Depression and anxiety are the most common psychiatric diseases within this group, compared to normal individuals, with depression rates ranging from 6.6% to 57% and anxiety rates from 12.11% to 49% [43].
Depression is commonly identified as a comorbid condition in the retrieved articles analyzed. The meta-analysis conducted by Groff et al. (2023) [9] demonstrated a greater occurrence and intensity of depression among those diagnosed with glaucoma. In their study, Chen et al. (2018) [20] found that glaucoma patients had a considerably higher risk of developing depression compared to the control group. The occurrence of depression showed notable variations in the research. Regarding depression treatments, particularly selective serotonin reuptake inhibitors (SSRIs), Chen et al. (2016, 2017) [16,18], found that individuals with glaucoma were significantly more likely to have been exposed to SSRIs compared to the general population. Additionally, individuals receiving SSRI therapy for Major Depressive Disorder may be at an elevated risk for any type of glaucoma, especially those between the ages of 32 and 70 years, at higher doses (>20 mg) and with long-term use (>365 days).
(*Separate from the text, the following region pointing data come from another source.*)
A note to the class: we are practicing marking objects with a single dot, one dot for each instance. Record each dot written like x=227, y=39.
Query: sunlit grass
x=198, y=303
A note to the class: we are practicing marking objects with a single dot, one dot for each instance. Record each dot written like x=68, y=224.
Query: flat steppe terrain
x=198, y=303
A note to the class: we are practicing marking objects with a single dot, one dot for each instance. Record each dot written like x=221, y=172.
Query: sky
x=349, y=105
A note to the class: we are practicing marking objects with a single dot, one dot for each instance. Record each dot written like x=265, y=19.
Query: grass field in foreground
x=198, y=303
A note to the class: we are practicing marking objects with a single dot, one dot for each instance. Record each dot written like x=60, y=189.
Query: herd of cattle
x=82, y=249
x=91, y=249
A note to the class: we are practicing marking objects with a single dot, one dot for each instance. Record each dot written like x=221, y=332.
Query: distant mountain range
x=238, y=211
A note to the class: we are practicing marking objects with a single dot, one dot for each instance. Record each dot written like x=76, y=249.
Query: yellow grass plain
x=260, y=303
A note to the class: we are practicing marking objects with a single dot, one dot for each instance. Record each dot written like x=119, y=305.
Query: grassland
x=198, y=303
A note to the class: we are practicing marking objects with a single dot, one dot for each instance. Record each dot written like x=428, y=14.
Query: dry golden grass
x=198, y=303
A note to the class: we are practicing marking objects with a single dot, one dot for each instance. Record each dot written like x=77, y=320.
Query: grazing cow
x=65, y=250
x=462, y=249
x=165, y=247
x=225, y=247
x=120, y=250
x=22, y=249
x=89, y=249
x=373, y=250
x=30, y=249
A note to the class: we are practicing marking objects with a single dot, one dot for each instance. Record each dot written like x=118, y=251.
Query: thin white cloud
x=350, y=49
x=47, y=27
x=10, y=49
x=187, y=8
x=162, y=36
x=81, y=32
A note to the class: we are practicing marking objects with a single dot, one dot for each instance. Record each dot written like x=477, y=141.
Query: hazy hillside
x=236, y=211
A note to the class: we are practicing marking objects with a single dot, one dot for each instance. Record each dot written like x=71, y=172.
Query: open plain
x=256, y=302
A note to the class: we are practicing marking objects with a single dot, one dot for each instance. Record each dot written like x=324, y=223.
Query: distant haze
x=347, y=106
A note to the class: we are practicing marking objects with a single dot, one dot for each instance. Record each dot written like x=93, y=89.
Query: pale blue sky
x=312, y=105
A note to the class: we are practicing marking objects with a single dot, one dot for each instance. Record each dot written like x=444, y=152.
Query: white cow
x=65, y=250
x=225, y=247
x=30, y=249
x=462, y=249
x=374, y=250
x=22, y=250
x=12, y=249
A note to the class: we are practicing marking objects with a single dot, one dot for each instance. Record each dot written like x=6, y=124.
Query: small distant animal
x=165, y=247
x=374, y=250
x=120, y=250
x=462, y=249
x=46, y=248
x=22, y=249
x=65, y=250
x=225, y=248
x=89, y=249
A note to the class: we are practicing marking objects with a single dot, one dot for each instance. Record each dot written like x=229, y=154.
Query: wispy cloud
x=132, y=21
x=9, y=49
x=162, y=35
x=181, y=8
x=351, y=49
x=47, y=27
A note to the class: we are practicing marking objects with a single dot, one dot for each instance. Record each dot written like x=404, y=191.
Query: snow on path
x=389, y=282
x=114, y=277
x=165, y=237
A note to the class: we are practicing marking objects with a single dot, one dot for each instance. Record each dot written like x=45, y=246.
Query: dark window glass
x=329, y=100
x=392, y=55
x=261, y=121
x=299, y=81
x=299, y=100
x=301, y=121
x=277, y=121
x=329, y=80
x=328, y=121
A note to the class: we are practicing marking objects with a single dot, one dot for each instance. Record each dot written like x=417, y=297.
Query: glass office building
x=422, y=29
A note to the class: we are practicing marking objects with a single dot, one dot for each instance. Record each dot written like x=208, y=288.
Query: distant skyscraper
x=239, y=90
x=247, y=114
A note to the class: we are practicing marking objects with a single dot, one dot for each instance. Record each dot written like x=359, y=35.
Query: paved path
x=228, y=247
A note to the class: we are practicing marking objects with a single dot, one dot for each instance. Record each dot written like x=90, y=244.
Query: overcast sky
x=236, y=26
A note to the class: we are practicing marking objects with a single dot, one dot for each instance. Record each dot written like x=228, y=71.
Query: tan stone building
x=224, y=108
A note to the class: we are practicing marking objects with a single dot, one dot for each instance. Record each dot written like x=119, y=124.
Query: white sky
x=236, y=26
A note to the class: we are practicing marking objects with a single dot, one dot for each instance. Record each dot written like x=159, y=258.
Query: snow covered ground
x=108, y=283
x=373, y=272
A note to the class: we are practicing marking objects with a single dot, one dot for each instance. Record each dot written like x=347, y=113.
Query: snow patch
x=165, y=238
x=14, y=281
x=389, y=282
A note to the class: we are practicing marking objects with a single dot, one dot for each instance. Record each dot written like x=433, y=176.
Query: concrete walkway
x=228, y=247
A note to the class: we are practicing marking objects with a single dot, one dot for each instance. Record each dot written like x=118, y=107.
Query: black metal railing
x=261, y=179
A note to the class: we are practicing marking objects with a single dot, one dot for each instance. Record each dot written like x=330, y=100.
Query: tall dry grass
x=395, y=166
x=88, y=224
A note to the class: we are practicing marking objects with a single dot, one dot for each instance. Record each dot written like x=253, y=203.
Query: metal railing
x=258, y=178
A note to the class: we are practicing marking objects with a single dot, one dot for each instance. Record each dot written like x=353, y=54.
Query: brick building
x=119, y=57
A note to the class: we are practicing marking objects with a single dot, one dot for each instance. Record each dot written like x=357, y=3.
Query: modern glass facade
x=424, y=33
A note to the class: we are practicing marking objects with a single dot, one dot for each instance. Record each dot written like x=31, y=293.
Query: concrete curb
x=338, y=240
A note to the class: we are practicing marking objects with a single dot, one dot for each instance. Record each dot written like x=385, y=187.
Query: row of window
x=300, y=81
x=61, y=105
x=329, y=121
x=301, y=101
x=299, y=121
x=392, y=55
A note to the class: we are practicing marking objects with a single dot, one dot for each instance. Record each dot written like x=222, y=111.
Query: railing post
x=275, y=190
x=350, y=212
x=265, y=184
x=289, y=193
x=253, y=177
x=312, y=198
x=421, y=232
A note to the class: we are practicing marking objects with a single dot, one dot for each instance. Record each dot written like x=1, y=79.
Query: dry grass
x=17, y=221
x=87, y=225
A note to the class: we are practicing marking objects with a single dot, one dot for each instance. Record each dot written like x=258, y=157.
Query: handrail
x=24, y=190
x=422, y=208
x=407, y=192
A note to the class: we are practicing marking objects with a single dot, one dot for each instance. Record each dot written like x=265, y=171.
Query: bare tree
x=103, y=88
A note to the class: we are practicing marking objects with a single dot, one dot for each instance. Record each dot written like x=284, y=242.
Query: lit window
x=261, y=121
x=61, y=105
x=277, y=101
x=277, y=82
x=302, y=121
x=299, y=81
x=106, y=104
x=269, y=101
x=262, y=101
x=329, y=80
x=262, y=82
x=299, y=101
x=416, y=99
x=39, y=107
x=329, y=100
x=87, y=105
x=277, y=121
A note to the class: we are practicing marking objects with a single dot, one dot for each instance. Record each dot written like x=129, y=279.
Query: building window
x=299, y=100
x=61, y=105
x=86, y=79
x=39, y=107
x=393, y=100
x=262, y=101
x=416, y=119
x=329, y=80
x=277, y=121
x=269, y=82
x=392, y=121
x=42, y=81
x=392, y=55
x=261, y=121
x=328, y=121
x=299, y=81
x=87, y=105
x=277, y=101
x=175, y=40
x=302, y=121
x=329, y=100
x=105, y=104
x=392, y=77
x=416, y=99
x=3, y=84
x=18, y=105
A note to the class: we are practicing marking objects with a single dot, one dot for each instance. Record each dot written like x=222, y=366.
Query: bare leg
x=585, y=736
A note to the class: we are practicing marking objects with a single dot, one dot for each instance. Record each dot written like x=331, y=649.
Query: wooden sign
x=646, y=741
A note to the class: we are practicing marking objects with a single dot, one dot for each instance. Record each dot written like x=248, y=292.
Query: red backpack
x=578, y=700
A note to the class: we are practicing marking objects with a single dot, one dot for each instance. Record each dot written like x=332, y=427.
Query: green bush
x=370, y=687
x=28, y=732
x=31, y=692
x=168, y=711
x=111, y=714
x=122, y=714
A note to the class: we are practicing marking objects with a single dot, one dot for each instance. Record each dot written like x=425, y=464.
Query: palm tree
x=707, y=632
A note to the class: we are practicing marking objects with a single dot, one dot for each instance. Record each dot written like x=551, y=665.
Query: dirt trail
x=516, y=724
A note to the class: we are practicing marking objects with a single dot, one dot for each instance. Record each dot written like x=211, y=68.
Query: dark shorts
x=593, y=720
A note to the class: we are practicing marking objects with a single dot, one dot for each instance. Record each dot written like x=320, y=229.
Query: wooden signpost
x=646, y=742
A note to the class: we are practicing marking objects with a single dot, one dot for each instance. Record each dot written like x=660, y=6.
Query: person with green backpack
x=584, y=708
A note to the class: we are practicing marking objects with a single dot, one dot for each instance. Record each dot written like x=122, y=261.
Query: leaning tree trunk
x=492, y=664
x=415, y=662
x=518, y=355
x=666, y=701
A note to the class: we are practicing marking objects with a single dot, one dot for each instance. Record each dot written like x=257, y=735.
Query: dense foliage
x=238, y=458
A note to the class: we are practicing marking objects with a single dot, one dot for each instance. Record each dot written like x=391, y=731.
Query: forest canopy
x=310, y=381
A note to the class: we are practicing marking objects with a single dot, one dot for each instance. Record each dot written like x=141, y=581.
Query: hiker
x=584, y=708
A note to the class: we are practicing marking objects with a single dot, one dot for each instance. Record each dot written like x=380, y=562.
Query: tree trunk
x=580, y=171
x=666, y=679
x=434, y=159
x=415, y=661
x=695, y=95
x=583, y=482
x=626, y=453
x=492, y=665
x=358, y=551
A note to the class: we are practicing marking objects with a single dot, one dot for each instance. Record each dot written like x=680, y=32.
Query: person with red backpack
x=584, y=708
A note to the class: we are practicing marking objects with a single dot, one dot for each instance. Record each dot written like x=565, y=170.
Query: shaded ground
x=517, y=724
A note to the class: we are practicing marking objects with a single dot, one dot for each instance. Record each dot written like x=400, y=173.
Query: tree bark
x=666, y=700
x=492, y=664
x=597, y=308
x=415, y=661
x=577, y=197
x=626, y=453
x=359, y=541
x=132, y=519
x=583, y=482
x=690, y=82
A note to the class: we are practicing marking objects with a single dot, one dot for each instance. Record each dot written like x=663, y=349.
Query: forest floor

For those who were prescribed SSRIs, there was a 5.80-fold increased risk of acute angle closure glaucoma within the next seven days.
Glaucoma patients frequently report experiencing anxiety. Research conducted by Groff et al. (2023) [9] and Ulhaq et al. (2024) [35] has shown a significant occurrence of anxiety, with combined prevalence rates of 31.2% for symptoms of anxiety and 19.0% for diagnosed anxiety disorders. Furthermore, pediatric glaucoma patients had significantly elevated levels of anxiety (58.6%) compared to adults (29%) [35,44].
Additionally, sleep disturbances are also common among glaucoma patients. Groff et al. (2023) [9] documented a greater incidence of sleep disorders in this group. A study conducted by Ayaki et al. (2014) [12] revealed that those suffering from advanced glaucoma experienced significantly poorer sleep quality in comparison to the control group. Their study also identified a strong association between the severity of glaucoma and sleep quality.
Finally, psychiatric disorders such as psychosis, dementia, and PTSD were investigated less frequently but still documented in several studies. Wändell et al. (2022) [30] discovered a reduced likelihood of primary open-angle glaucoma (POAG) in individuals of both genders who had dementia. Additionally, they observed that women with psychosis exhibited a decreased risk of developing POAG. Stringham et al. (2024) [22] linked PTSD to reduced adherence to glaucoma treatment in military veterans.
Putting all the findings together, our results identify notable trends and discrepancies in the prevalence and impact of psychiatric disorders among glaucoma patients. These data are shown in Table 2. Western populations report higher rates of diagnosed depression and anxiety, while resource-limited regions face greater systemic barriers. Additionally, disease severity universally correlates with worse psychiatric outcomes, though early-stage glaucoma is linked to higher anxiety in younger populations.
Table 2. Trends in psychiatric comorbidities among glaucoma patients.

4. Discussion

4.1. The Interplay Between Glaucoma and Mental Health

The review highlights the profound impact of glaucoma on mental health, with findings indicating a significant association between glaucoma and various psychiatric disorders, including depression, anxiety, and sleep disturbances. The underlying mechanisms for this association are multifaceted, involving biological, psychological, and social factors. Factors such as the severity of glaucoma, the duration of treatment, and concomitant visual impairment were identified as key determinants of the prevalence and severity of psychiatric conditions. Additionally, the data showed that stress is a critical factor influencing both psychological well-being and the progression of chronic diseases like glaucoma. The interplay between stress-related hormonal pathways and glaucoma can exacerbate disease progression through mechanisms such as cortisol dysregulation, altered autonomic function, and neuroinflammation [45]. On one hand, chronic stress results in dysregulated cortisol levels, upregulating glucocorticoid receptors in the trabecular meshwork, reducing aqueous humor outflow and raising intraocular pressure (IOP) [46]. Additionally, this impaired homeostasis, and the exacerbation of the disease progression stress leads to a hyperactivation of the sympathetic nervous system, causing increased vascular resistance and reduced perfusion to the optic nerve head, which can worsen optic nerve damage. On the other hand, it contributes to parasympathetic suppression, which affects the body’s ability to recover from stress and maintain normal IOP and vascular homeostasis, and stimulates the production of pro-inflammatory cytokines (e.g., IL-1β, TNF-α), which can impair optic nerve function by increasing glial cell activation and disrupt the blood–retinal barrier, compounding retinal and optic nerve damage [46].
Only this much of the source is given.